El periodista no se complicó mucho la vida para llevar a cabo su trabajo. Lo confesó él mismo: “Lo primero que se me ocurrió al abrir el sitio web del Nuevo Herald fue pinchar la sección Miami-Broward, donde uno puede leer los sucesos más relevantes y menos importantes de la ciudad del sur de Florida”.
Solo que la vagancia puede en ocasiones resultar una mala consejera.
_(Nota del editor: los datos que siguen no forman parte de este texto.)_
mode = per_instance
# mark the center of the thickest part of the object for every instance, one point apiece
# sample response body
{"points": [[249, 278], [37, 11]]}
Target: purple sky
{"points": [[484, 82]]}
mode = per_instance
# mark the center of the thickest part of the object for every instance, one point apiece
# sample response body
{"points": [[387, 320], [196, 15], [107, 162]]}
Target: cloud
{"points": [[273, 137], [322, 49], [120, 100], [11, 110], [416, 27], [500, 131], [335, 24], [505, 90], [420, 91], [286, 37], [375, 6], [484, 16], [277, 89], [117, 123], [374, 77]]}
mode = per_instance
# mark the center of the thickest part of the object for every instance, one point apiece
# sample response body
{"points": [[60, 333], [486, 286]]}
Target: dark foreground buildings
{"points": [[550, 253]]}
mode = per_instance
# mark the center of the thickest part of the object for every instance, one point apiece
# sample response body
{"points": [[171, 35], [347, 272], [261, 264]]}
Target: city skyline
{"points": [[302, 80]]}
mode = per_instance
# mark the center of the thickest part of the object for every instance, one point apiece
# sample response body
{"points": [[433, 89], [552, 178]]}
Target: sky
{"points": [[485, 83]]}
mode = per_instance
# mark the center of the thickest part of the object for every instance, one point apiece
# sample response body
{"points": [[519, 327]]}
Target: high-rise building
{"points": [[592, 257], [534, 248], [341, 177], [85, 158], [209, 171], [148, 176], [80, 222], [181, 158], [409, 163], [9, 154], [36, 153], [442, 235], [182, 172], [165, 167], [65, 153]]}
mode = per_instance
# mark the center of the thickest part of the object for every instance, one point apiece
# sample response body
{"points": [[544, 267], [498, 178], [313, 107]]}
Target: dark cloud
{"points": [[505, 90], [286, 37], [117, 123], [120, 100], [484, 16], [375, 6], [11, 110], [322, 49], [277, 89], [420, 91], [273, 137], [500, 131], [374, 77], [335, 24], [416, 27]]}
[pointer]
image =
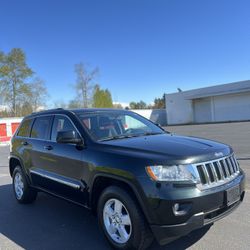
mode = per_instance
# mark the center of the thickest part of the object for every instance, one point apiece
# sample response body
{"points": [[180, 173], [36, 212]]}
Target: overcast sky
{"points": [[142, 48]]}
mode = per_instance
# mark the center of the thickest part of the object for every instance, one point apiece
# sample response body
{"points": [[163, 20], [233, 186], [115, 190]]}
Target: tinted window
{"points": [[25, 127], [110, 125], [41, 127], [61, 123]]}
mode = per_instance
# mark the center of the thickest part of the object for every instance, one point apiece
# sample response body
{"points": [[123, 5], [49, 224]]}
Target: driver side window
{"points": [[61, 123]]}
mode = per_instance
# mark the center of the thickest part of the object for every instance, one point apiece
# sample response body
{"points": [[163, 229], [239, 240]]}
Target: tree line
{"points": [[24, 92]]}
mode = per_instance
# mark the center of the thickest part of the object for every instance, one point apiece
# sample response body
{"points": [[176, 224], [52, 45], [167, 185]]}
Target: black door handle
{"points": [[48, 147]]}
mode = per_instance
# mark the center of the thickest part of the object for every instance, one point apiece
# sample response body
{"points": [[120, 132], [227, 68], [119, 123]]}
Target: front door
{"points": [[63, 171]]}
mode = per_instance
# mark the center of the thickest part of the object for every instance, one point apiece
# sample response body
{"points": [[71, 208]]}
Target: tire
{"points": [[122, 221], [23, 192]]}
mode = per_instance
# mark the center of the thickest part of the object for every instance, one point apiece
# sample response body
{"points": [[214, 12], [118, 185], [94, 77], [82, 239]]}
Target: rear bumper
{"points": [[166, 233]]}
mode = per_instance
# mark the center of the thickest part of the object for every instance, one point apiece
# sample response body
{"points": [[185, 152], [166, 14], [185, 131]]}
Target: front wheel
{"points": [[23, 192], [122, 221]]}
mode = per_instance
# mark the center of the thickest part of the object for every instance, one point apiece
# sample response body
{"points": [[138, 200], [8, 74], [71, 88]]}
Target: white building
{"points": [[226, 102]]}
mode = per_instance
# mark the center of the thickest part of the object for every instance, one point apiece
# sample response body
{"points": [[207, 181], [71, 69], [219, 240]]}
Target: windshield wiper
{"points": [[116, 137], [151, 133]]}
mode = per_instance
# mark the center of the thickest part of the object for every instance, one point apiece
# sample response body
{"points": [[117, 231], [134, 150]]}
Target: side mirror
{"points": [[69, 136]]}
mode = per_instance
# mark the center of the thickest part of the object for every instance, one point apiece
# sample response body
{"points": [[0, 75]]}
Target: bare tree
{"points": [[39, 94], [13, 73], [84, 83]]}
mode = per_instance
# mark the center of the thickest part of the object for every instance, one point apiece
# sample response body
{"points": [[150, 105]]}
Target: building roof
{"points": [[223, 89]]}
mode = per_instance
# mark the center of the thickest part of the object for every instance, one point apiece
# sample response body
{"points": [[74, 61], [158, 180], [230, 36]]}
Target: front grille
{"points": [[217, 172]]}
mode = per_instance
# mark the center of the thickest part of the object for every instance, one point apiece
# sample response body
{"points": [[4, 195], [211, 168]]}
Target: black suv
{"points": [[141, 181]]}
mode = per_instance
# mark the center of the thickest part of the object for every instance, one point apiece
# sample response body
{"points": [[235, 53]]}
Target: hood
{"points": [[171, 146]]}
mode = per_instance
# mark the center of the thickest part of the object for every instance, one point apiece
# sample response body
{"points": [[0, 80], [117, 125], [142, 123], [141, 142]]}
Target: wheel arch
{"points": [[102, 181], [16, 161]]}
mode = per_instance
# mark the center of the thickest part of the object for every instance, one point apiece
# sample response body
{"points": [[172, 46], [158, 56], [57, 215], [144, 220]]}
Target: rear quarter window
{"points": [[25, 127], [41, 127]]}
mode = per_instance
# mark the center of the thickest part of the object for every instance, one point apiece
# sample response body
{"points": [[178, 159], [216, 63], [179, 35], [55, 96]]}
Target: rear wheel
{"points": [[122, 221], [23, 192]]}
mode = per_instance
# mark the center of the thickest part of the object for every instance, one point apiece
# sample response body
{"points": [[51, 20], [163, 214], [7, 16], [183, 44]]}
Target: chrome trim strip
{"points": [[56, 178]]}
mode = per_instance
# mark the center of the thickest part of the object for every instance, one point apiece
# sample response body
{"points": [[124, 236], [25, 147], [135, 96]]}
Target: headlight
{"points": [[172, 173]]}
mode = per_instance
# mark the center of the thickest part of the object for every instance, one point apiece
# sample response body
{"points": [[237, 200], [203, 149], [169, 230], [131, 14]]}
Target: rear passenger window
{"points": [[61, 123], [41, 128], [24, 130]]}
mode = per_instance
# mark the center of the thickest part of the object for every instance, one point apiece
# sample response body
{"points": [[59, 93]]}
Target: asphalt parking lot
{"points": [[51, 223]]}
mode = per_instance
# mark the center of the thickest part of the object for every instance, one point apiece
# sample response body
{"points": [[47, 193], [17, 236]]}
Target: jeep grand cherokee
{"points": [[141, 181]]}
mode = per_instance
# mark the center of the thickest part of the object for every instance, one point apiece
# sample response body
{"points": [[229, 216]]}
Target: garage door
{"points": [[234, 107], [202, 110]]}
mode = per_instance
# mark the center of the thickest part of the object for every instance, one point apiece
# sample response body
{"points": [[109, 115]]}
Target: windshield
{"points": [[108, 125]]}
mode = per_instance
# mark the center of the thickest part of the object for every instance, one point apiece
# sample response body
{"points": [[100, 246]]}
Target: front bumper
{"points": [[205, 209], [166, 233]]}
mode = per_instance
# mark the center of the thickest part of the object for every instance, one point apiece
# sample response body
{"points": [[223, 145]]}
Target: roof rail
{"points": [[37, 112]]}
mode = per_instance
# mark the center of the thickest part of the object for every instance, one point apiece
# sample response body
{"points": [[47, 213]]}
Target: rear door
{"points": [[40, 156]]}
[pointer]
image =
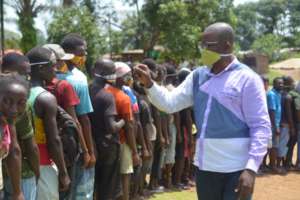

En uno de los párrafos finales, Rivery expresa: “En el siguiente paso en la escalera de la bestialidad miamense, el Herald es un poco más feroz cuando le informa al lector: ‘Brutal asesinato en un Food Mart’ de dos de los empleados del lugar, y seguidamente se pregunta el diario, en otra información: ‘¿Quién mató a Héctor Lavoe?’, para revelar otra muerte violenta”.
El único problema es que Lavoe no murió en Miami, ni se trata de una información referida a un delito ocurrido en la ciudad.
Lavoe fue un cantante puertorriqueño de salsa, que murió el 29 de junio de 1993 en el Memorial Hospital de Queens, Nueva York. Su vida estuvo en gran medida marcada por la dependencia a las drogas y contrajo sida. Una obra teatral, con el título ¿Quién mató a Héctor Lavoe?, escenifica esos incidentes. También hay una película, El cantante, realizada por el director exiliado cubano León Ichazo y protagonizada por Marc Anthony y Jennifer López, acerca de la vida de Lavoe.
Lo que vio el periodista cubano fue un anuncio de la obra de teatro, que se presentaba en Miami, y no la noticia sobre un espeluznante asesinato.
Rivery, que ha trabajado en la redacción del diario Granma, continúa viviendo en La Habana y ha escrito sobre diversos temas, entre ellos la globalización, así como reportado sobre los esfuerzos en “demanda de la libertad de los Cinco Héroes Cubanos”, ya liberados por un acuerdo entre Washington y La Habana.
En la actualidad, al hacer clic en el artículo aparecido en Trabajadores, se encuentra que la página ha desaparecido. ¿Asesinada también?